According to Reuters, the CBS board meeting is a regularly scheduled event and may not produce any material developments regarding a remerger with Viacom, from which CBS split in 2006. But the meeting may signal CBS is becoming more welcoming to the idea of teaming back up with cable programmer Viacom.
The Wall Street Journal recently reported that National Amusements’ Shari Redstone—whose company owned controlling stakes in both CBS and Viacom—has rekindled her interest in the remerger as a form of “bulking up” as Disney is buying most of Fox’s entertainment assets and a number of other media consolidation deals are in the works.
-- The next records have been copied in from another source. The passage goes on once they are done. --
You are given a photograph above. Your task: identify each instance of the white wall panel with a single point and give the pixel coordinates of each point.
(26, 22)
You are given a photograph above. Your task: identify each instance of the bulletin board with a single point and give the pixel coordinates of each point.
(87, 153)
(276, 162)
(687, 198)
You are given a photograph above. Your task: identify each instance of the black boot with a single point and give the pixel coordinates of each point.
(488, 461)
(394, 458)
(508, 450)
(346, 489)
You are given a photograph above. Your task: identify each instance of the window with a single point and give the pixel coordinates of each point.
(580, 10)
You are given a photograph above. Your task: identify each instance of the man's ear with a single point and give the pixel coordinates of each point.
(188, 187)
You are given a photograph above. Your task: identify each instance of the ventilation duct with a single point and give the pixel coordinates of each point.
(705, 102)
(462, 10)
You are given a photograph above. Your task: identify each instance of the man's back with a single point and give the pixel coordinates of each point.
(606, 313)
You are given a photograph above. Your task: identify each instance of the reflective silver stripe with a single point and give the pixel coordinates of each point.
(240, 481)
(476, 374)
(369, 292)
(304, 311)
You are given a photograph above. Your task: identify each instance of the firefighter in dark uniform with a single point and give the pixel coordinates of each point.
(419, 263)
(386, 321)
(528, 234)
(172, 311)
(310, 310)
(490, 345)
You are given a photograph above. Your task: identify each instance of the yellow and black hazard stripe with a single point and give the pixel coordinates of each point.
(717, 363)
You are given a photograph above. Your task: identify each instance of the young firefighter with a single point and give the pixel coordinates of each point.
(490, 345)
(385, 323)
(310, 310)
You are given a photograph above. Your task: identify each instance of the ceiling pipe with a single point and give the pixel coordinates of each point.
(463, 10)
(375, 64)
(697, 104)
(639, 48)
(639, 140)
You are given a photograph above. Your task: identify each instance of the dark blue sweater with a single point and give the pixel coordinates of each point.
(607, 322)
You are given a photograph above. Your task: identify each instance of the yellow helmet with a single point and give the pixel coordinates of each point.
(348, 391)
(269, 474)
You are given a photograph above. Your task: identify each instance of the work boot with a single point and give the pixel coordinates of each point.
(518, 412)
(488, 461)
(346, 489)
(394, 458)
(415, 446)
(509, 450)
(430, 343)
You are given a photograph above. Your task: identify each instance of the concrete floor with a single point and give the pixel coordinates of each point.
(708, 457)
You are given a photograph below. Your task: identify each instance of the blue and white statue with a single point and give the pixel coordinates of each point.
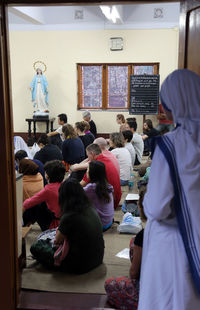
(39, 89)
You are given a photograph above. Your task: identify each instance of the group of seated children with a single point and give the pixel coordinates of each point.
(81, 207)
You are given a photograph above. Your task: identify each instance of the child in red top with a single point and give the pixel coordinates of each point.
(43, 207)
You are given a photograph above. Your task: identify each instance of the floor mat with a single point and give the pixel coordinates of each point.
(36, 277)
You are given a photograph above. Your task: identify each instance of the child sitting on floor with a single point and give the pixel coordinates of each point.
(43, 207)
(100, 193)
(80, 227)
(123, 292)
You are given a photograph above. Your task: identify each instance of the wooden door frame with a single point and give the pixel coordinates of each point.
(185, 10)
(8, 227)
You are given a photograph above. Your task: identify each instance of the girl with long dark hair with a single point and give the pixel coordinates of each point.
(80, 228)
(100, 192)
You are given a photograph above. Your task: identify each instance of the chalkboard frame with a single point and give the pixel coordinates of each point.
(140, 110)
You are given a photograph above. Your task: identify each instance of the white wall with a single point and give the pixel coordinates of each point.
(62, 50)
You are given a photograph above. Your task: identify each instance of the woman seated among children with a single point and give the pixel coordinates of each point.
(47, 151)
(148, 132)
(100, 193)
(80, 227)
(117, 142)
(123, 292)
(21, 154)
(87, 129)
(32, 179)
(43, 207)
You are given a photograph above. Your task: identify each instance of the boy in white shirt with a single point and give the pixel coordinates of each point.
(128, 135)
(62, 120)
(137, 141)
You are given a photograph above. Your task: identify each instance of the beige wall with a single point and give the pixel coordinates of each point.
(61, 50)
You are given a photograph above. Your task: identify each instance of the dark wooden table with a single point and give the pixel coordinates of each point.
(34, 121)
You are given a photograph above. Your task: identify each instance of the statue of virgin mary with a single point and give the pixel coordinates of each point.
(39, 89)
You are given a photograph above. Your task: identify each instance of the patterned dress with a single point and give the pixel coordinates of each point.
(123, 292)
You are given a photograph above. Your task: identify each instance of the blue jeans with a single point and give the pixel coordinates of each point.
(123, 182)
(162, 127)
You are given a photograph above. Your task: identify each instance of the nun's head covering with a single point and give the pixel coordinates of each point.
(28, 167)
(180, 94)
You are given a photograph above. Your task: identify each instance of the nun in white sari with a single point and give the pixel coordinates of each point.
(170, 272)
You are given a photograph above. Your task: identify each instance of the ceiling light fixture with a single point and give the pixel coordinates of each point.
(110, 12)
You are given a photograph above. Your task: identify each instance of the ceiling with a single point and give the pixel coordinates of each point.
(135, 16)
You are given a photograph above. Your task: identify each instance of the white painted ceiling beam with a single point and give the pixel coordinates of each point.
(114, 13)
(31, 14)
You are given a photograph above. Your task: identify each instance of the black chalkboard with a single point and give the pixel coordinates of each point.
(144, 94)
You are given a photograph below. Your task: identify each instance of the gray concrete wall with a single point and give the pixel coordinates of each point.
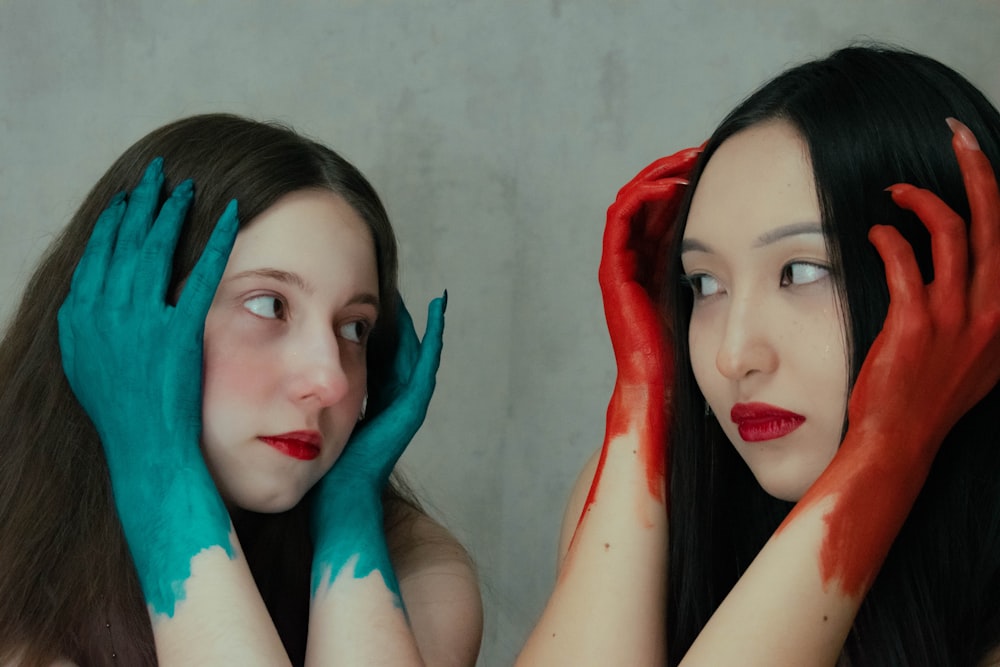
(497, 134)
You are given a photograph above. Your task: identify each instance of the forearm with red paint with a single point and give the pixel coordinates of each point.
(616, 562)
(632, 276)
(938, 355)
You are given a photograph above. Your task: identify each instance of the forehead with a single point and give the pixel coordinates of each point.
(759, 178)
(310, 230)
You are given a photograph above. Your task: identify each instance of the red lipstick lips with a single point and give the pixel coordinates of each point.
(302, 445)
(759, 421)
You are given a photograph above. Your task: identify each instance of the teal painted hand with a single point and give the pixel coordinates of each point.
(347, 507)
(134, 362)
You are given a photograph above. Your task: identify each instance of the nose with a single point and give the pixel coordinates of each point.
(317, 373)
(747, 346)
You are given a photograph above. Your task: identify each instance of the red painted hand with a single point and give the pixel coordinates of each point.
(938, 354)
(939, 351)
(632, 277)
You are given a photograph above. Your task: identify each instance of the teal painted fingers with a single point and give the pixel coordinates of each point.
(134, 361)
(347, 509)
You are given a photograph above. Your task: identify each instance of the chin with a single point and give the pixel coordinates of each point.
(273, 502)
(789, 489)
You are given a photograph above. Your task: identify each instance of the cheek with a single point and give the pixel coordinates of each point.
(234, 372)
(702, 351)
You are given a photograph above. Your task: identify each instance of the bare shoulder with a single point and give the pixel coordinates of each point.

Redstone is also reportedly concerned about long-term planning at CBS and the lack of a clear successor for current CEO Les Moonves.
For CBS, the recombination discussions may have taken on a new wrinkle as the network will no longer have NFL Thursday Night Football among its programming. Fox and NFL this week confirmed a new deal that will put 11 Thursday games on Fox each season for the next five years.
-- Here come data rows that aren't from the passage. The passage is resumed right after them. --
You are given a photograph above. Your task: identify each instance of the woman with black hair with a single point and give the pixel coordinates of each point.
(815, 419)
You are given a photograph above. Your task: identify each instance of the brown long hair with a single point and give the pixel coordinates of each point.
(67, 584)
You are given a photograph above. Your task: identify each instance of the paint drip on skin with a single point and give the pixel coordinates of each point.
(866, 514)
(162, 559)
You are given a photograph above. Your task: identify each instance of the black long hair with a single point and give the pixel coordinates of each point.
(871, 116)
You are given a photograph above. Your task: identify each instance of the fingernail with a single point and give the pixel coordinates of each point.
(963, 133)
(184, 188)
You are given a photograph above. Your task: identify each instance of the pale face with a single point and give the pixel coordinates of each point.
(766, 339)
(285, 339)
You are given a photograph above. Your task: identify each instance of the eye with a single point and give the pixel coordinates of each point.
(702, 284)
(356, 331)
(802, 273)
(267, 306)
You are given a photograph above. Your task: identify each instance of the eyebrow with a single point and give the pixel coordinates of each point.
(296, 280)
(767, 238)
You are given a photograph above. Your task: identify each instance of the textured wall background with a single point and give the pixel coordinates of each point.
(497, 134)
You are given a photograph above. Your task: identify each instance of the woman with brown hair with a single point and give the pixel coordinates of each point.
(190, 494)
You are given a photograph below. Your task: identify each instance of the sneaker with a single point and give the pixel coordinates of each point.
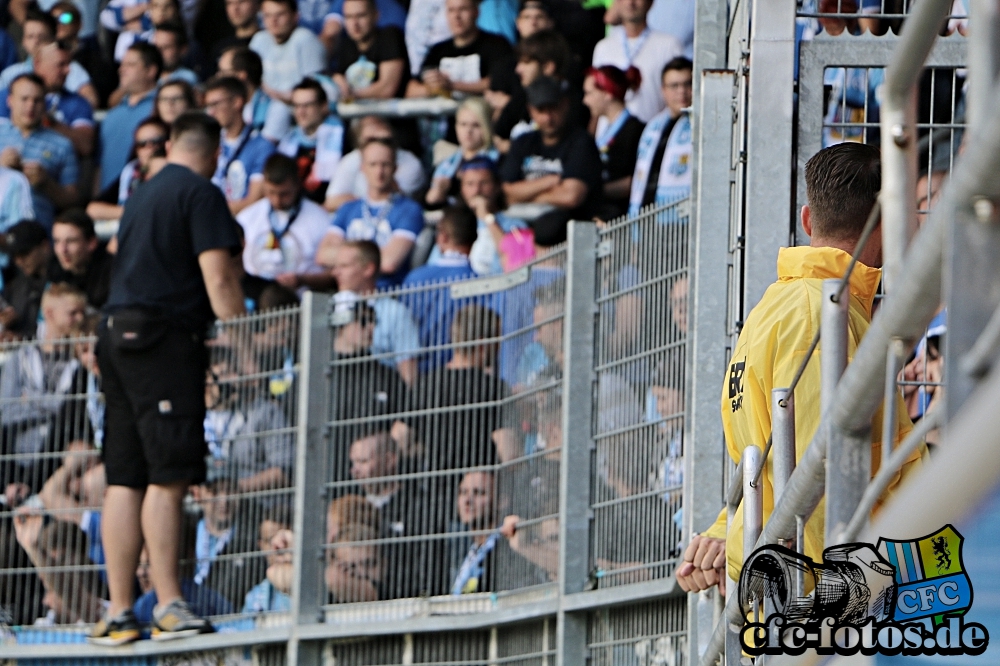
(113, 631)
(176, 620)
CBS appeared confident that its Thursday night lineup would continue to thrive without the NFL, and noted that its Sunday games were still in the mix.
“We explored a responsible bid for Thursday Night Football but in the end are very pleased to return to entertainment programming on television’s biggest night,” said CBS in a statement. “We currently have the two most watched shows on Thursday, including the #1 show on television in ‘Big Bang Theory,’ and the #1 new show on television in ‘Young Sheldon.’ At the same time, we look forward to continuing our terrific long-term partnership with the NFL on Sunday afternoons, with more than 100 games per season including next year’s Super Bowl LIII.”
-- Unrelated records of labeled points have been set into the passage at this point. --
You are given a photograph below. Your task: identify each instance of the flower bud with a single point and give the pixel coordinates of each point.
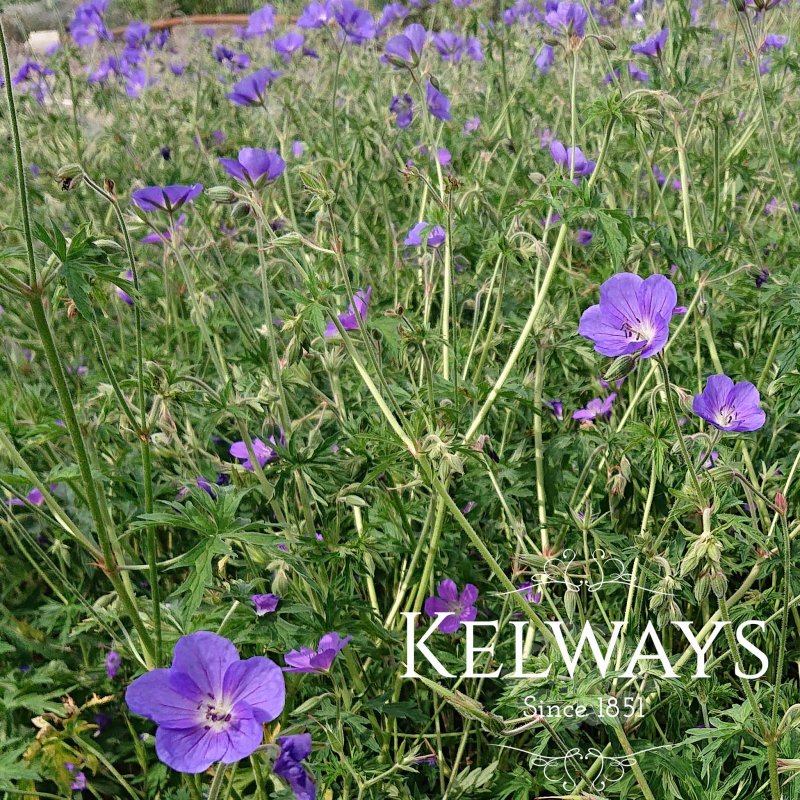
(241, 210)
(606, 42)
(221, 194)
(619, 368)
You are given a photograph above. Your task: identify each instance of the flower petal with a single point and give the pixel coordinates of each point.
(259, 683)
(205, 657)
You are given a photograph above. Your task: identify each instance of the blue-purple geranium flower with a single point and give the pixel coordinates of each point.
(209, 705)
(288, 765)
(595, 409)
(320, 660)
(254, 167)
(349, 320)
(252, 90)
(263, 453)
(632, 317)
(165, 198)
(653, 46)
(461, 607)
(728, 406)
But media industry analyst Rich Greenfield, pointing toward strategic plan CBS outlined two years ago, questioned whether CBS could maintain strong retrans and reverse revenue growth, leverage in skinny bundle negotiations, and advertising revenue growth without the NFL.
“If CBS starts losing NFL rights, nobody will believe the long-term retrans/reverse retrans revenue growth trajectory (March Madness and the Grammys are simply not enough, let alone the falling value of primetime entertainment programming). Gaining access to 'Skinny Bundles' would be put in jeopardy by the loss of marquee sports rights, as well as demand for over-the-top, direct-to-consumer services such as CBS All-Access,” Greenfield said in a research note. “Without the ratings prowess of sports (which is used to market the primetime schedule), most notably the NFL, CBS’ advertising business will suffer, even as it tries to leverage data to drive audience monetization.”
Added Greenfield, “Essentially, the CBS story hinges on maintaining access to must-watch sports rights, particularly the NFL. Yet, without far greater scale, CBS’ risk of losing NFL rights is growing quickly.”